I'm not sure I quite understand what append_columnaccess! means in:
if isrowiterator(t2) && Tables.columnaccess(t2)
return append_columnaccess!(t, t2)
end
is it hcat? or still vcat, but column-by-column?
Also note that:
Tables.istable(t) && Tables.rowaccess(t) && Tables.rows(t) === t
doesn't return true for all valid row-iterators. For example, Tables.istable(t) returns false for a Generator of NamedTuples, even though it's a perfectly valid "row table", and works fine when you call Tables.rows on it.
still
vcat, but column-by-column?
Yes, vcat done column-by-column as an optimization.
Also note that:
Tables.istable(t) && Tables.rowaccess(t) && Tables.rows(t) === tdoesn't return true for all valid row-iterators.
As append_columnaccess! is just an optimization, it is OK for isrowiterator to have false negative.
For example,
Tables.istable(t)returns false for a Generator of NamedTuples, even though it's a perfectly valid "row table", and works fine when you callTables.rowson it.
They hit append_rows! branch so it's fine.
Yes, vcat done column-by-column as an optimization.
So why not just always call Tables.columns and append the result columns one by one anyway? Any time you're switching based on rowaccess/columnaccess, that's a bit of a code-smell w/ the Tables.jl API; the point is to use Tables.rows or Tables.columns as is more appropriate for your use-case. For example, that's what DataFrames does.
I thought it's nice to avoid allocating unnecessary objects. If performance is not a concern, I think the cleanest approach here would be to add things row-by-row as there is already push!:
https://github.com/JuliaData/TypedTables.jl/blob/018a2d14d4448f3dd3f3e63321fc3bc09a77ae2b/src/Table.jl#L218
Then I would just check Tables.columnaccess(t) and use the column-based path if so, otherwise fallback to the row-based approach. The default is Tables.columnaccess(x) = false, so it will only be true if a table has explicitly provided support for Tables.columns.
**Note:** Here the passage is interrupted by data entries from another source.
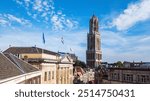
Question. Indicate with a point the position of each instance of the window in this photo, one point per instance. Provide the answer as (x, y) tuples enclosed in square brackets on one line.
[(49, 75), (52, 74), (45, 76)]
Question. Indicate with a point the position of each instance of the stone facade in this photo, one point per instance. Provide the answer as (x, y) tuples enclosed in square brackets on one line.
[(128, 75), (93, 53), (16, 71), (56, 69)]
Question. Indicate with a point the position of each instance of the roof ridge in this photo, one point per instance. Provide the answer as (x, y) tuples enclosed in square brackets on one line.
[(12, 57), (12, 62)]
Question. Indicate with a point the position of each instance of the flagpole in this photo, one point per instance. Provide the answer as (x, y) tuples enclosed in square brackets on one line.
[(43, 38)]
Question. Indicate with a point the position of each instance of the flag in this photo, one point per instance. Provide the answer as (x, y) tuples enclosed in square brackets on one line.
[(43, 39), (62, 40), (70, 49)]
I initially had something like that. But then @andyferris pointed out that it might be better to strictly require that src in append!(::TypedTable.Table, src) to be (semantically) an iterator over rows https://github.com/JuliaData/TypedTables.jl/pull/57#pullrequestreview-332289808. Essentially this boils down to that Tables.istable(x) does not imply anything about how iterate(x) works (or not work). (Just to be clear, I'm not saying this is bad. I think Tables.jl has a slick API that demonstrates how much you can do with a flexible trait-based system in Julia.) By the way, this is why I said Tabels.isrowiterator might be a good addition to Tables.jl interface.